Now, we can find the join paths using only this metadata.

```{r metadata_only_run}
# Find paths without looking at the data
metadata_paths <- map_join_paths(master_meta)
print(metadata_paths)
```

The function correctly identifies two `METADATA` paths: `transactions` can be joined to `customers` on `customer_id`, and to `products` on `product_id`.

## Case 2: Multi-Variable Key Joins

The function also handles composite keys.
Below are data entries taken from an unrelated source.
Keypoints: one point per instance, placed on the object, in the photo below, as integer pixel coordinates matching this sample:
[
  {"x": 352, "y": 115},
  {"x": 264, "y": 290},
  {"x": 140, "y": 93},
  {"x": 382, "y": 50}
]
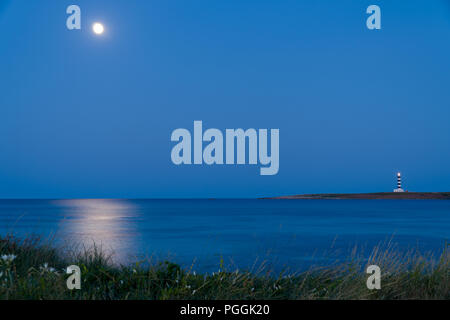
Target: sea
[{"x": 206, "y": 235}]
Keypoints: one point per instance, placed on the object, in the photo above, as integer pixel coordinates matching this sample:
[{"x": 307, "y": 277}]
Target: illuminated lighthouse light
[{"x": 399, "y": 183}]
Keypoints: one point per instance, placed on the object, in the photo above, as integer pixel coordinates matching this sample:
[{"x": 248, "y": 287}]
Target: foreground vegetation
[{"x": 31, "y": 269}]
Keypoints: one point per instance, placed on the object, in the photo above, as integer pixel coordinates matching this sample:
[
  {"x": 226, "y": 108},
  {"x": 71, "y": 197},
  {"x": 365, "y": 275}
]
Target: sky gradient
[{"x": 83, "y": 116}]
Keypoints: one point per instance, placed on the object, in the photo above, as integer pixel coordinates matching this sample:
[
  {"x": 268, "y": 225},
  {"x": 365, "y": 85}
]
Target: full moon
[{"x": 98, "y": 28}]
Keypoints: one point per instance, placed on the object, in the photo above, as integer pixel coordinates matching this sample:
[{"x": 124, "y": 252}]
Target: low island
[{"x": 369, "y": 196}]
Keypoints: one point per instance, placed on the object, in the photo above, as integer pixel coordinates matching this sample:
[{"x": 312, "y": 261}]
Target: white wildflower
[{"x": 8, "y": 257}]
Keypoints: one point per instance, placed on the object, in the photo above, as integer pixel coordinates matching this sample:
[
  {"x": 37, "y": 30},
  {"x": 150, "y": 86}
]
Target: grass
[{"x": 37, "y": 271}]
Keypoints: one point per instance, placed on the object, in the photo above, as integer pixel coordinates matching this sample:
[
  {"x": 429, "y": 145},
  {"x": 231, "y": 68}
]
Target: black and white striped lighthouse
[{"x": 399, "y": 183}]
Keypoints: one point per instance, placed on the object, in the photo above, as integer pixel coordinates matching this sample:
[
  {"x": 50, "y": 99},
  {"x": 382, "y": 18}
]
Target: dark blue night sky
[{"x": 86, "y": 116}]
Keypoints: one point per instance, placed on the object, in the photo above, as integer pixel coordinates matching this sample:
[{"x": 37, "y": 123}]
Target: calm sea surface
[{"x": 285, "y": 233}]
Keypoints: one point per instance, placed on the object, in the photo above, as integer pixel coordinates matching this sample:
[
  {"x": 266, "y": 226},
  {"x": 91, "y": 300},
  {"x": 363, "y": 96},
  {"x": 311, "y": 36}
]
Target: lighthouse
[{"x": 399, "y": 183}]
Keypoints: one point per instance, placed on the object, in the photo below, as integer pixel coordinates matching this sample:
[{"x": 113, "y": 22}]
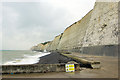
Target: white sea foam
[{"x": 27, "y": 59}]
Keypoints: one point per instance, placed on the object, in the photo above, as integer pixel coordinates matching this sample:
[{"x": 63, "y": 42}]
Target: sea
[{"x": 21, "y": 57}]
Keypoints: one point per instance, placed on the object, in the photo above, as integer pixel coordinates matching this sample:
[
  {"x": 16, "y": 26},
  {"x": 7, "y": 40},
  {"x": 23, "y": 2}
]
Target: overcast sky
[{"x": 25, "y": 24}]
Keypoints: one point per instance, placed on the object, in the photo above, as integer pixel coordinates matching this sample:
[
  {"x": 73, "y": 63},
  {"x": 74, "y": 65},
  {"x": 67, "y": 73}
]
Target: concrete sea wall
[
  {"x": 35, "y": 68},
  {"x": 96, "y": 33}
]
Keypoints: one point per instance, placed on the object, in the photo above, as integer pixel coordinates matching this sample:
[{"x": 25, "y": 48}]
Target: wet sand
[
  {"x": 109, "y": 69},
  {"x": 54, "y": 58}
]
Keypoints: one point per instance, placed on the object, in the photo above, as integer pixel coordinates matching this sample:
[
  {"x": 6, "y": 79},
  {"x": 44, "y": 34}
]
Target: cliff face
[{"x": 96, "y": 33}]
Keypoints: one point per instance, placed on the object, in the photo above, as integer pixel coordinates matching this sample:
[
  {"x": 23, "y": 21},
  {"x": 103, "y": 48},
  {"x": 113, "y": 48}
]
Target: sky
[{"x": 25, "y": 24}]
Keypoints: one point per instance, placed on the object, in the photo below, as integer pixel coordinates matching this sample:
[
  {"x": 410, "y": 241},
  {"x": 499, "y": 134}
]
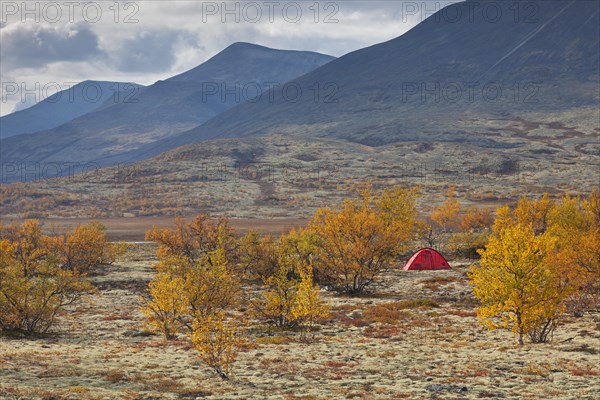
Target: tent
[{"x": 426, "y": 259}]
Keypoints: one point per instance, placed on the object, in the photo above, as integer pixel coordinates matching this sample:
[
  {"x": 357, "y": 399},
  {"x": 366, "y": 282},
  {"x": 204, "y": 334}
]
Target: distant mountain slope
[
  {"x": 438, "y": 82},
  {"x": 167, "y": 107},
  {"x": 64, "y": 106}
]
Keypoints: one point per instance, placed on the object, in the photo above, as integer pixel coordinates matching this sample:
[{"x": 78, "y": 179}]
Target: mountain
[
  {"x": 238, "y": 73},
  {"x": 442, "y": 81},
  {"x": 64, "y": 106}
]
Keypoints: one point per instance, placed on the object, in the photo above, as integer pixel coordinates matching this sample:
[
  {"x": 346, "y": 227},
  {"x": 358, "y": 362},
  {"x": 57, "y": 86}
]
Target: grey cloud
[
  {"x": 150, "y": 51},
  {"x": 37, "y": 46}
]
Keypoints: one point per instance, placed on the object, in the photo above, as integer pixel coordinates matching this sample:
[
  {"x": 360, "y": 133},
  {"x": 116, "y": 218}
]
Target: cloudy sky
[{"x": 45, "y": 44}]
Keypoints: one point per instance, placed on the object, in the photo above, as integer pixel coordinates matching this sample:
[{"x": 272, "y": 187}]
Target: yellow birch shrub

Let's imagine a table `daily_promos` whose primary key is the combination of `product_id` and `region`.

```{r multi_key_setup}
daily_promos_meta <- table_info("daily_promos", "d.csv", c("product_id", "region"), list(list(OutcomeName="x",ValueExpression=1,AggregationMethods=list(list(AggregatedName="y",AggregationFunction="z",GroupingVariables="region")))))

# Add a grouping variable to transactions that matches this composite key
transactions_multi_meta <- table_info("transactions", "t.csv", "trans_id", list(
  list(OutcomeName="rev", ValueExpression=1, AggregationMethods=list(
    list(AggregatedName="promo_rev", AggregationFunction="sum", GroupingVariables=c("product_id", "region"))
  ))
))

multi_key_meta <- rbindlist(list(daily_promos_meta, transactions_multi_meta))
```

```{r multi_key_run}
multi_key_paths <- map_join_paths(multi_key_meta)
print(multi_key_paths)
```
The function correctly identifies the single, multi-variable join path.

## Case 3: Inferring Joins from Data

What if our data is messy and key names don't align? Consider an `inventory` table where the product key is called `sku`, and an `orders` table that refers to it as `product_code`.

```{r inferred_setup}
# Define the data
inventory_data <- data.table(sku = c("s1", "s2", "s3"), stock = c(10, 20, 5))
orders_data <- data.table(order_id = 1:2, customer_ref = "c1", product_code = c("s1", "s2"))

data_list <- list(
  inventory = inventory_data,
  orders = orders_data
)

# Define the metadata. Note the mismatched names.
inventory_meta <- table_info("inventory", "i.csv", "sku", list(list(OutcomeName="x",ValueExpression=1,AggregationMethods=list(list(AggregatedName="y",AggregationFunction="z",GroupingVariables="stock")))))
orders_meta <- table_info("orders", "o.csv", "order_id", list(list(OutcomeName="x",ValueExpression=1,AggregationMethods=list(list(AggregatedName="y",AggregationFunction="z",GroupingVariables="product_code")))))

inferred_meta <- rbindlist(list(inventory_meta, orders_meta))
```

Running `map_join_paths` with only metadata would fail to find a path here. But by providing the `data_list`, we enable the data-driven search.

```{r inferred_run}
inferred_paths <- map_join_paths(inferred_meta, data_list = data_list)
print(inferred_paths)
```
Success! The function scanned the values and found that `orders$product_code` can be joined to `inventory$sku`. It correctly marks this path as `INFERRED`.

## Combining Both Methods

The true power of the function is when it combines both methods, automatically de-duplicating and prioritizing explicit metadata joins over inferred ones. This provides a complete and reliable map of all possible connections in your data ecosystem.